The Teddy Bear Master is a 2006 American film produced by a group of high school students which depicts a teacher being harassed by teddy bears during class, then later being killed by them, after he humiliates a student. The 78-minute film attracted international attention when it became the subject of two separate legal actions, firstly after the school expelled the students involved, then later when a math teacher who shared the surname of the teacher in the film sued the producers for provoking "reasonably foreseeable emotional disturbance or trauma".

==Background==

The boys - Isaac Imel, Harrison Null, Charlie Ours, and Cody Overbay, students at Knightstown Intermediate School in Indiana - worked on the film through the 2005–06 academic year, giving it a limited release on DVD among friends in Summer 2006. Their film depicted a teacher by the name of Clevenger being harassed - and later killed - by evil teddy bears, and the choice of name displeased their Mathematics teacher, who was also named Clevenger. Seeing the film as a threat to Clevenger, the school expelled the students. Two of the boys later sued, with a third joining the lawsuit later on, and they were eventually re-instated. Clevenger then launched a separate legal action against the four students for damages.

==Plot summary==

After he is embarrassed by his teacher, a student dubbed "The Teddy Bear Master" brings a group of stuffed teddy bears to life, then orders them to kill the teacher, Mr. Clevenger. A group of students battle the bears in an attempt to save Clevenger, but Clevenger and his wife ultimately come to a sticky end.

==Responses==
In November 2006, the American Civil Liberties Union of Indiana sued the school on behalf of two of the teenagers, Isaac Imel and Cody Overbay, arguing that school officials had violated the students' First Amendment rights, (i.e., that their free speech had been curtailed) and that the school had overreacted to what was described as a film parody. In response, school officials argued that the film was disruptive, particularly as the teacher who shared his name with the fictional teacher had regarded it as threatening. But while US District Judge Sarah Evans Barker described the film as "vulgar", “tasteless", "humiliating" and "obscene", she did not believe school officials had proved it to be disruptive to school and ruled that the students should be allowed to return and to make up any work they had missed as a result of being expelled. The students were also ordered to write letters of apology to the teacher. A third student, Charlie Ours, later joined the action, while the fourth boy involved did not contest the expulsion. In March 2007 the board of the Charles A. Beard School Corp. voted 5–2 to settle the lawsuit with $69,000 worth of compensation being paid to the students. The boys also had the expulsion expunged from their school records.
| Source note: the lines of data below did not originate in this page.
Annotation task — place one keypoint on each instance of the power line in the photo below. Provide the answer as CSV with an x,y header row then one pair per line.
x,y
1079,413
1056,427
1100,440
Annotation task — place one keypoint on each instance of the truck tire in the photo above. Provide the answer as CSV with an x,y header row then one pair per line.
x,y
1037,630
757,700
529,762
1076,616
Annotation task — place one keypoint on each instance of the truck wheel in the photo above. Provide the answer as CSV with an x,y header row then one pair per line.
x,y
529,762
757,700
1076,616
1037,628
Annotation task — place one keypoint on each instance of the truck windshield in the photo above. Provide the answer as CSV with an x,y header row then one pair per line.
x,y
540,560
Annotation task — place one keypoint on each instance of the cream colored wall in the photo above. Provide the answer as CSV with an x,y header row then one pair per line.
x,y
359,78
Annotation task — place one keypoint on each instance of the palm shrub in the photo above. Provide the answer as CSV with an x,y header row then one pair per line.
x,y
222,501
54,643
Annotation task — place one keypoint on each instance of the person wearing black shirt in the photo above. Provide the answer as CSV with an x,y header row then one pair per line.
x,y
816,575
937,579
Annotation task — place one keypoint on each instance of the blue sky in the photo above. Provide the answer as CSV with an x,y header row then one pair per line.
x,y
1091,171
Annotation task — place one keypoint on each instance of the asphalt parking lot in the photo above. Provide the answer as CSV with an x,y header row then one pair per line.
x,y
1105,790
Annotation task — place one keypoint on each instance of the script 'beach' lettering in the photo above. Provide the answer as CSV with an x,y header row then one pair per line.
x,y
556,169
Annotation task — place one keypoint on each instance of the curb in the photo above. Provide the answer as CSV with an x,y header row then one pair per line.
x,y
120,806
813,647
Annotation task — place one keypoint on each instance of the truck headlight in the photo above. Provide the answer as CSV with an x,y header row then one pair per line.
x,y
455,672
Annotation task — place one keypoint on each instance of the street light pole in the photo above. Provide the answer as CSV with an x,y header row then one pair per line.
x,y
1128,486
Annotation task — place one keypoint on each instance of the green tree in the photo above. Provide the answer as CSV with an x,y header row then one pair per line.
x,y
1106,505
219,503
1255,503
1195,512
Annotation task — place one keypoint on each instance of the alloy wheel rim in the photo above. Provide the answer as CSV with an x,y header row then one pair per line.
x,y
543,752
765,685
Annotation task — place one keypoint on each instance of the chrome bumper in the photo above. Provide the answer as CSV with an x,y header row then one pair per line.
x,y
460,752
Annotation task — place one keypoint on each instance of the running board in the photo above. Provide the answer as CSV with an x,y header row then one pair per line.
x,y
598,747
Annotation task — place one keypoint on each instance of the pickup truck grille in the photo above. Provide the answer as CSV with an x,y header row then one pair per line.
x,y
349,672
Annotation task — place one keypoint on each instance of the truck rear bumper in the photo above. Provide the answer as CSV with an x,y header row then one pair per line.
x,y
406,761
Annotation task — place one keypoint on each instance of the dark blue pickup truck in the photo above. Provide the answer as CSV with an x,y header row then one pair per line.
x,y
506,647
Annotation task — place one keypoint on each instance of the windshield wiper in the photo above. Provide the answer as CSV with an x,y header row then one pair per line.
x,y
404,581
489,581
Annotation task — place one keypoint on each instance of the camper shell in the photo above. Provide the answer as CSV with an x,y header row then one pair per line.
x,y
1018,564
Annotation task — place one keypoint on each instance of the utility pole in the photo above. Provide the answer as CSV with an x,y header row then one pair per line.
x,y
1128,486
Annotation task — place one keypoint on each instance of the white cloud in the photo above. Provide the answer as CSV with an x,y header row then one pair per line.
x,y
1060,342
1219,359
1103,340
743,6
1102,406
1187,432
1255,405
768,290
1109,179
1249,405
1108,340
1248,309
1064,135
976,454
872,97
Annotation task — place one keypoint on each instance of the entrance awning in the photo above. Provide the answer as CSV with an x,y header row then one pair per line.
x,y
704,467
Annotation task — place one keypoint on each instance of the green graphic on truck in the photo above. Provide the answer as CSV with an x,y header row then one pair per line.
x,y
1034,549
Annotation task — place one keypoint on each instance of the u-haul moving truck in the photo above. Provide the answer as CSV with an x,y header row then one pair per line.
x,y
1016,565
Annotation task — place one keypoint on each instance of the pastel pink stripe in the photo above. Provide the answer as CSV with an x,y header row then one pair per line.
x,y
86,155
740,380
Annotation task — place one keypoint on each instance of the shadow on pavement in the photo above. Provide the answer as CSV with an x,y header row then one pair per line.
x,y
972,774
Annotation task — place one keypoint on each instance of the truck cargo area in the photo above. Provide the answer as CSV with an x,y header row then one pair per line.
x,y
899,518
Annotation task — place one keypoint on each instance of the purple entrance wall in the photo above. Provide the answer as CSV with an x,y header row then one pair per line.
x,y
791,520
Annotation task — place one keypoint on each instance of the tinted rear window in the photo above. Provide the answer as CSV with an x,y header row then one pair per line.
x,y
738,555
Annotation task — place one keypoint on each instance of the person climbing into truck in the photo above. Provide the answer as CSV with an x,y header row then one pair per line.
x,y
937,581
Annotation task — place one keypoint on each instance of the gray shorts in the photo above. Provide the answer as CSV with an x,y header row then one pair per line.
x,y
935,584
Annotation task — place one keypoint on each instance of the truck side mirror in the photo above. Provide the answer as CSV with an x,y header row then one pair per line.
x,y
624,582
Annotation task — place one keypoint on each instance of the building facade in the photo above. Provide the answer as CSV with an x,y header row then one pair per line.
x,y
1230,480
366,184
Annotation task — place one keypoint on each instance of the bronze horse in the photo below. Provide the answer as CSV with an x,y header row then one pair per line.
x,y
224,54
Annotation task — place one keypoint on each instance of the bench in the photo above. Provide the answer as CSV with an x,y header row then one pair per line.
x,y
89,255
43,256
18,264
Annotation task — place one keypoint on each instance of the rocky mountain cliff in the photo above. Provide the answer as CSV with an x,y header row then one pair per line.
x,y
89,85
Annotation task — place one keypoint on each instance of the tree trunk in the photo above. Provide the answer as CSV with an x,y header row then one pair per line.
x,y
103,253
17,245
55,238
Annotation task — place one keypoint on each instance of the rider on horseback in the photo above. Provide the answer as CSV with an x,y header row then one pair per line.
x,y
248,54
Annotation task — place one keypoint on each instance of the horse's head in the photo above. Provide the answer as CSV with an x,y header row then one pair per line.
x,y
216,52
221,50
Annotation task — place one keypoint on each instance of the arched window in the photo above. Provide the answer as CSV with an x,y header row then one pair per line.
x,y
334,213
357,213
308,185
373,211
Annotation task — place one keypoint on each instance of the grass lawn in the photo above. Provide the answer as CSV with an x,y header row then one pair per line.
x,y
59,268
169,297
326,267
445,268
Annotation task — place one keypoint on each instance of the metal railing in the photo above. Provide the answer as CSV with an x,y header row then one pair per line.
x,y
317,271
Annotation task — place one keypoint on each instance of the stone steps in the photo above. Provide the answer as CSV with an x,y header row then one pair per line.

On May 16, 2007, Daniel Clevenger - the Indianapolis-based teacher concerned - filed a lawsuit for damages against the four boys. The lawsuit claimed that the film had mocked the teacher's appearance and mannerisms, as well as containing "graphic depictions of violence" and the murder of Clevenger and his wife. It stated: "The defendants intentionally created the 'Teddy Bear Master' and intentionally used the plaintiff's name in such a way that would provoke a reasonably foreseeable emotional disturbance or trauma." A Sky News report from June 2007 quoted Clevenger as saying the students were aware that using his name would "provoke a reasonably foreseeable emotional disturbance or trauma", while his wife, Christine, said of the work: "The only thing I can say is they have wronged my husband... He's a very good person, he is a wonderful teacher, he's a wonderful father, and he's a wonderful husband".